CaVE

CaVE is a training loss for binary linear programs. It uses the binding constraints at the true optimum as supervision for the predicted cost vector. These labels are prepared by optDatasetConstrs and consumed by the CaVE loss.

What CaVE Uses

For a linear minimization problem, a binary solution remains optimal when the negative predicted cost lies in the cone generated by the binding-constraint normals at that solution. CaVE uses this condition directly:

true cost c
    -> true optimal solution w*
    -> binding constraints at w*
    -> cone of binding-constraint normals
    -> CaVE loss for predicted cost c_hat

The dataset stores the cone information. During training, CaVE projects the sense-flipped predicted cost onto that cone and penalizes the angle between the prediction and its projection.

Minimal Example

CaVE uses pyepo.data.dataset.optDatasetConstrs instead of optDataset. Compared with optDataset, it adds one item to each batch:

  • x: features.

  • c: true cost.

  • w: true optimal solution.

  • z: true optimal objective value.

  • tight_ctrs: binding-constraint normals at the true optimum.

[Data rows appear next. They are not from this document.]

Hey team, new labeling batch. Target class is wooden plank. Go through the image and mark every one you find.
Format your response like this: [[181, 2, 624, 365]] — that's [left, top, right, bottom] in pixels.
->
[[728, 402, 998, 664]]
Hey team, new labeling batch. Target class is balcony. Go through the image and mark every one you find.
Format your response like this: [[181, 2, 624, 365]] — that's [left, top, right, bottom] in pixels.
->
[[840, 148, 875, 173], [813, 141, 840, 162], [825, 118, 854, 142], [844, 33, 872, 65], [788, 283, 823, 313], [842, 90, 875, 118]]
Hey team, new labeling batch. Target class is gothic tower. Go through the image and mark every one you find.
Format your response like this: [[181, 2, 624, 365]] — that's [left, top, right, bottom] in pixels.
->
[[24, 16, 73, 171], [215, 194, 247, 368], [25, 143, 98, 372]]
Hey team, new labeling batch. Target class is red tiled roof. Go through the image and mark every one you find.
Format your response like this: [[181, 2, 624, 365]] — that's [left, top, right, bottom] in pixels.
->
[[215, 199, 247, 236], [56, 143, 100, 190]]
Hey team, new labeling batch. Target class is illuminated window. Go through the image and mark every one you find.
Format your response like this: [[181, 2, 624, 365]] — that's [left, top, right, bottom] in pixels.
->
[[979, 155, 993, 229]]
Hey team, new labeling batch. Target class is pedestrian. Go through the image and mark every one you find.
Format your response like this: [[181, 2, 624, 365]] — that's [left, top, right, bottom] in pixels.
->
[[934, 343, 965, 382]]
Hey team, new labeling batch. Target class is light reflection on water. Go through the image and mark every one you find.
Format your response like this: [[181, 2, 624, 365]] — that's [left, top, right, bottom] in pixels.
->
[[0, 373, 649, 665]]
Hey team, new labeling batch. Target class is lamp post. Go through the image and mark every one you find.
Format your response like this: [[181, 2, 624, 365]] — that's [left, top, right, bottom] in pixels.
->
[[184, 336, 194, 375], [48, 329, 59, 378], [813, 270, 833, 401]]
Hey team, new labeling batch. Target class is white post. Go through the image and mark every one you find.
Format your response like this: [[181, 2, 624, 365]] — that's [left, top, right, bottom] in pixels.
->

The number of binding constraints can differ across instances, so the batch needs padding; optDataLoader applies it automatically:

import pyepo
import torch
from torch import nn
from pyepo.data.dataset import optDatasetConstrs, optDataLoader

# TSP model; Gurobi backend required for binding-constraint extraction
optmodel = pyepo.model.tspModel(num_nodes=10, formulation="DFJ")

# synthetic TSP data
feat, costs = pyepo.data.tsp.genData(
    num_data=1000,
    num_features=5,
    num_nodes=10,
    deg=4,
    noise_width=0.5,
    seed=135,
)

# CaVE dataset and padded batches
dataset = optDatasetConstrs(optmodel, feat, costs)
dataloader = optDataLoader(dataset, batch_size=32, shuffle=True)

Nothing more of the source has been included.